1 東日本大震災によって被災した飼い主及びペットに関する救援事業
(1)三春シェルター保護収容動物支援事業
 福島県三春シェルターにおいて保護収容されている犬及び猫の引き取り先探し等に対する協力を、福島県動物救護本部と連絡調整を図りながら実施。

(2)仮設住宅等巡回ペットケア事業
 6月18日~19日、9月25日~26日に仮設住宅で試験的に本事業を実施。この結果を踏まえて、一般社団法人日本ペットサロン協会や現地のペットトリミングサロンの方々の協力を得ながら、平成26年10月より月平均10回(日)を目途に巡回ペットケア事業を開始。

(3)帰還困難区域環境管理事業
 本事業を本格的に実施するための準備として、一般社団法人どうぶつ家族の会の協力を得ながら、移動診療施設の設計検討作業に着手。
 
(4)迷子ペット捜索事業
 被災迷子ペット捜索ホームページのシステムが完成したことから、データ提供を呼びかけるためのチラシやポスターを作成。また、災害時の動物救護に関係した動物愛護団体リスト、仮設住宅等のリストを作成。これらを使って、10月中に関係団体などに送付して情報提供の呼びかけを実施。

(5)現地救援本部支援事業
 岩手県・宮城県・福島県における現地の動物救護本部(解散している場合はその構成団体)との意見交換を数回にわたり実施。

2 緊急災害時動物救援事前対策事業
(1)普及啓発事業
 平成26年9月23日に環境省や東京都と一緒に上野公園で開催する動物愛護週間中央行事において同行避難等の普及啓発事業を実施(パネルやリーフレットも新たに作成)。また、10月4日に東京都の駒沢公園で行われる動物感謝デーにおいても、同様の事業を実施。また、平成27年3月に宮城県仙台市で行われる「第3回国連防災会議」における普及啓発事業の準備に着手。

(2)初動対応マニュアル作成事業
 発災時により迅速に救援事業を開始できるようにするために、どうぶつ救援本部が行うべき作業や普段からの準備をとりまとめた「初動対応マニュアル」の作成作業に着手。

3 組織体制拡充事業(一般財団法人全国緊急災害時救援本部の組織体制の拡充)
 法人格を持った財団として適切に業務を遂行できるようにするため、事務局の体制整備を図るとともに、8月28日に公益財団法人の認定に向けた申請を内閣府に対して提出。また、会員募集や寄附金募集などを実施するとともに、什器備品類の整備や経理等の事務処理体制の整備を実施。

写真は新設されたどうぶつ救援本部の事務所。

4 広島土砂災害における救援事業
 環境省動物愛護管理室、広島県や広島市などと連絡をとりながら、被災した飼い主やペットの救護活動に対する支援を実施。具体的には、広島市動物管理センター(082-243-6058)に対しましてペットフードやケージ等の支援物資を送付し、保管・配布等を依頼(注:発災数日後に実施した現地調査の結果等も踏まえて、9月27日現在、計10回にわたり追加補充を実施)。

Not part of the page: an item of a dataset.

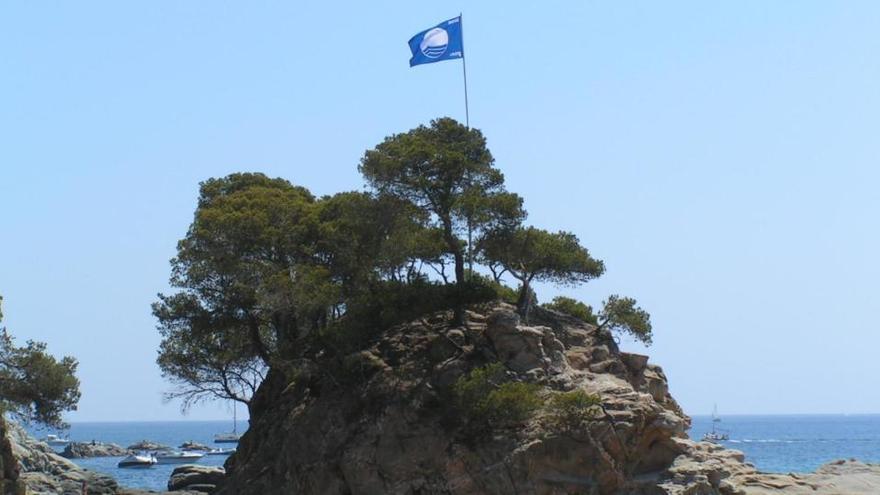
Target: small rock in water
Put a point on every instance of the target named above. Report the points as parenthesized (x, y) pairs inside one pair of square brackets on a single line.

また、併行して、広島市一帯において被災したペットを一時的に保護収容していただけるペット病院、ペットホテル、トリミングサロンのリストアップ作業などを、公益社団法人日本獣医師会や一般社団法人日本ペットサロン協会などの関係団体と連携・協力しながら実施し、そのリストを「支援お知らせチラシ」として配布。また、一時預かりや同行避難が困難な方々のために、広島市一帯においてペットと一緒に泊まれる宿泊施設のリストアップ作業なども、全国ペット・ツーリズム連絡協議会などの関係団体と連携・協力しながら実施。

5 その他本財団の目的を達成するために行った事業
1)規程等の整備
 規程の新設と変更を実施。どうぶつ救援本部の活動や会計の規律性を透明性を高めるために、資産の管理及び運用規程、会計処理規程などの16の規程を整備。
https://doubutsukyuen.org/main/index.php/about

2)救援本部だよりの発行
 どうぶつ救援本部の動きを周知するために、ニュースレターとして「救援本部だより」を発行。

3)その他
 各種問い合わせへの対応、関係団体との意見交換、外部機関の会議等への出席などを実施。また、前身の緊急災害時動物救援本部の書類の整理等に着手。